No better example of the tangible benefit from veneration for education can be found than in the Jewish community in America. Beer points out the similarity in the two group's American backgrounds: "Both Jews and Black Americans came from impoverished and backward ghettos. Both were subject to severe legal and informal harassment for centuries, not to mention periodic slaughter.... Some find it incredible that Jews come from a background similar to theirs."

But Beer leaves unanswered the questions of why one group arose from the ghettos to prominence the professions and earn 170 percent of the national average per capita, while the other earns about two-thirds the average and has a third of its number below the poverty line.

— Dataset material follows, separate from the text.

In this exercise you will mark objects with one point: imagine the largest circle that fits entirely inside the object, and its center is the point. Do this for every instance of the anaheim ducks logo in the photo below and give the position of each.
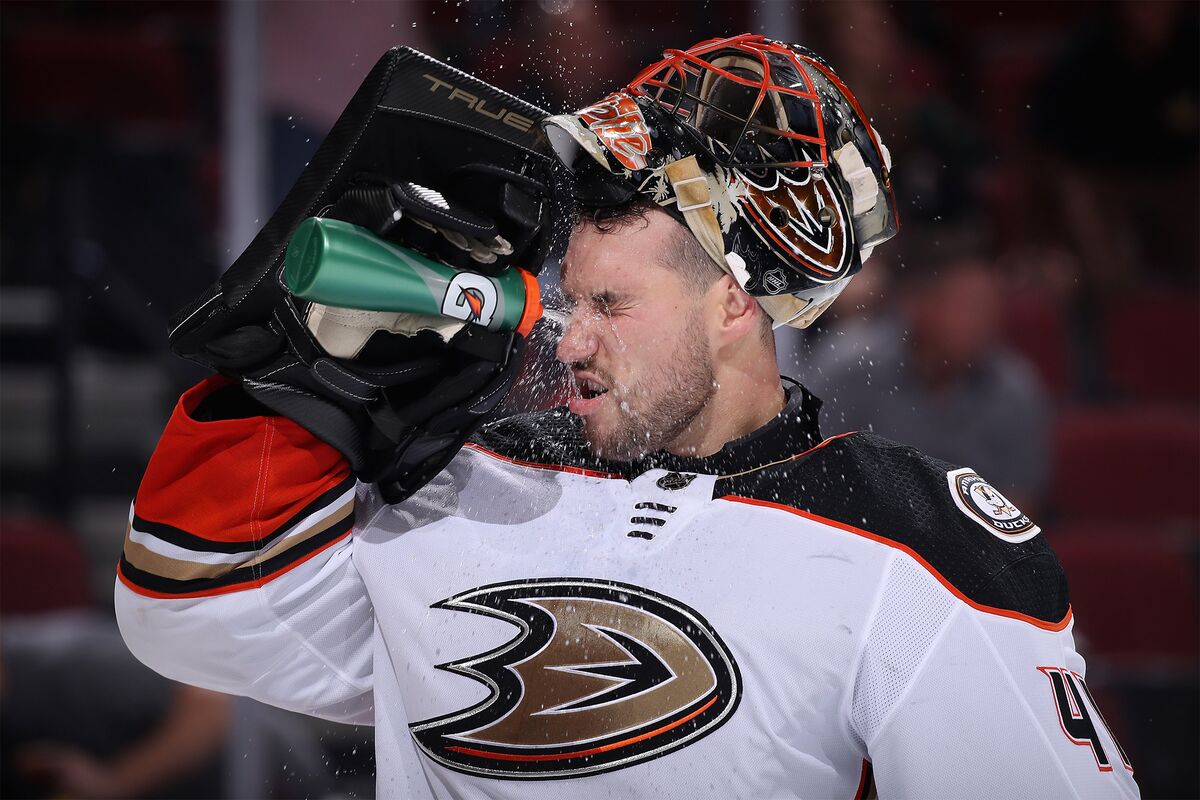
(601, 675)
(790, 216)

A major part of the credit for Jewish economic success must be given to the Jewish culture. Thomas Sowell says in Economics and Race, education always held a prominent and respected place in Jewish society. Jewish immigrants seized upon every opportunity for free education, using the likes of City College and Brooklyn College itself to gain the education that allowed them to move from the ghetto into the highest ranks of society. Where direct aid from the federal government generally met with failure, education succeeded.

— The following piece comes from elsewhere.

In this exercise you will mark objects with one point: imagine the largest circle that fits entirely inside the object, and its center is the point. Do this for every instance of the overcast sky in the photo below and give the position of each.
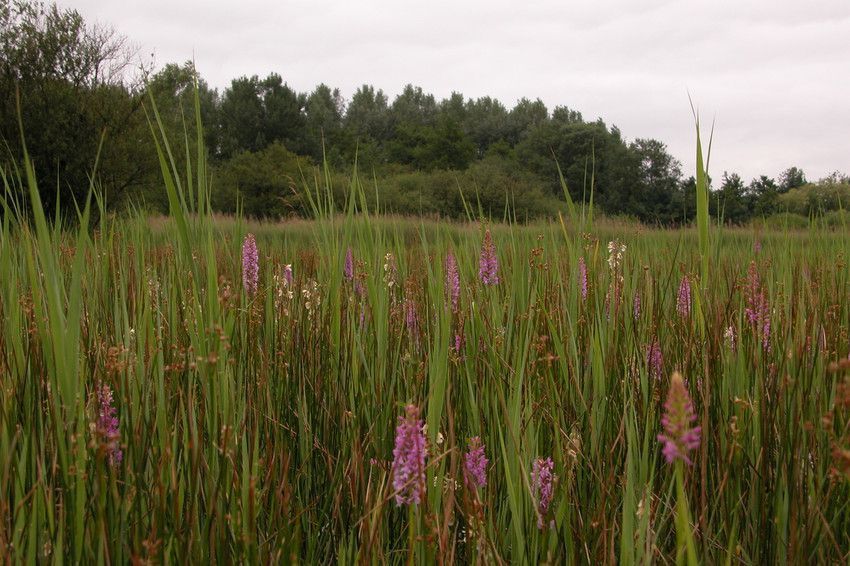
(773, 75)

At the moment, as Sowell observes, there is not such regard for education in the Black community. Edward R. Murray, in Losing Ground, claims that many inner-city Blacks have a justified lack of faith in education, having few, if any, positive proofs of its value in overcoming discrimination and poverty, whose power is apparent.

Affirmative action can give members of this community a chance to experience the benefits of higher education, which would otherwise be denied them because of SAT scores inferior to those of students from more affluent backgrounds.

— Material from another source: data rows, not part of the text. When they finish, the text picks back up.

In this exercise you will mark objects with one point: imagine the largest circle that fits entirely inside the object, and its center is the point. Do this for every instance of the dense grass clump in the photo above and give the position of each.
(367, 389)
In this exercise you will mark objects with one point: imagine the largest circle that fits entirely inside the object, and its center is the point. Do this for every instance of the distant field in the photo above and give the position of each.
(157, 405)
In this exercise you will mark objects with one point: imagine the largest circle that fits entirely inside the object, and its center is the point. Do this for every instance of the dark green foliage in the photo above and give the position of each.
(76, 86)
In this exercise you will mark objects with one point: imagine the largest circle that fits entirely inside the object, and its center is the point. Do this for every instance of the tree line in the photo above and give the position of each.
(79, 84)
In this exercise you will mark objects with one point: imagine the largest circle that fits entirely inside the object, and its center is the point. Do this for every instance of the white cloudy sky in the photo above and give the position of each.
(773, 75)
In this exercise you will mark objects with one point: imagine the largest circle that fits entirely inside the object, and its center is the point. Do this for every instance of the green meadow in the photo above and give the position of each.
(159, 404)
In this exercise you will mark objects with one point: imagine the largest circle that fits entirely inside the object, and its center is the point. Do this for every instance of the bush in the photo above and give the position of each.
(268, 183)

Such people will surely pass on their own acquired regard for education to their children, friends and neighbors. Even if such people leave the ghetto and join the middle class, even those with whom they no longer have social contact can see the evidence of education's power to lift one of their peers out out of the "underclass."

A diffusion of respect in the Black community is the first and most important step toward improving the public school system, which in turn is a mighty hope for ending the cycle of poverty plaguing Blacks and effecting a lasting change in their economic position.

The widespread student violence and truancy (42 percent in New York) plaguing public schools cannot be eradicated without a change in the students' attitudes toward education. Those who claim that affirmative action programs detract attention from the greater goal of rebuilding the public school system do not see that the two go hand in hand.

If affirmative action fulfills its promise, the public schools may improve to the degree that affirmative action will no longer be necessary. Until then, its interim value is clear, and its true basis is so far apart from the idea of atonement that many of its present enemies might be forced to reconsider their present opposition.